4.1.1 Selective Copying
The Copying task is one of the most well-studied synthetic tasks for sequence modeling, originally designed to test the memorization abilities of recurrent models. As discussed in Section 3.1, LTI SSMs (linear recurrences and global convolutions) can easily solve this task by only keeping track of time instead of reasoning about the data; for example, by constructing a convolution kernel of exactly the right length (Figure 2). This was explicitly validated in earlier work on global convolutions (Romero et al. 2021). The Selective Copying task prevents this shortcut by randomizing the spacing between tokens. Note that this task has been introduced before as the Denoising task (Jing et al. 2019).

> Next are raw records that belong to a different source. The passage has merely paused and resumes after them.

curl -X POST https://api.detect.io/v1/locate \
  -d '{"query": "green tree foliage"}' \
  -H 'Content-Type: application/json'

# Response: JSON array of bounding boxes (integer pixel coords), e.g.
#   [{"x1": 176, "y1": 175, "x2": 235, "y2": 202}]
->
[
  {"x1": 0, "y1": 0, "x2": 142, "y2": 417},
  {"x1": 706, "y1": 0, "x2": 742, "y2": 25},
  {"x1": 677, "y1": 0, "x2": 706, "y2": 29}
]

Note that many previous works argue that adding architecture gating (multiplicative interactions) can endow models with “data-dependence” and solve related tasks (Dao, Fu, Saab, et al. 2023; Poli et al. 2023). However, we find this explanation insufficient intuitively because such gating does not interact along the sequence axis, and cannot affect the spacing between tokens. In particular architecture gating is not an instance of a selection mechanism (Appendix A).
Table 1 confirms that gated architectures such as H3 and Mamba only partially improve performance, while the selection mechanism (modifying S4 to S6) easily solves this task, particularly when combined with these more powerful architectures.
4.1.2 Induction Heads
Induction heads (Olsson et al. 2022) is a simple task from the mechanistic interpretability lens (Elhage et al. 2021) that is surprisingly predictive of the in-context learning ability of LLMs. It requires models to perform associative recall and copy: for example, if the model has seen a bigram such as “Harry Potter” in the sequence, then the next time “Harry” appears in the same sequence, the model should be able to predict “Potter” by copying from history.
Models. Following established work on induction heads, we use 2 layer models, which allows attention to mechanistically solve the induction heads task (Olsson et al. 2022). We test both multi-head attention (8 heads, with various positional encodings) and SSM variants. We use a model dimension D of 64 for Mamba and 128 for the other models.
Results. Table 2 shows that Mamba—or more precisely, its selective SSM layer—has the ability to solve the task perfectly because of its ability to selectively remember the relevant token while ignoring everything else in between. It generalizes perfectly to million-length sequences, or 4000× longer than it saw during training, while no other method goes beyond 2×.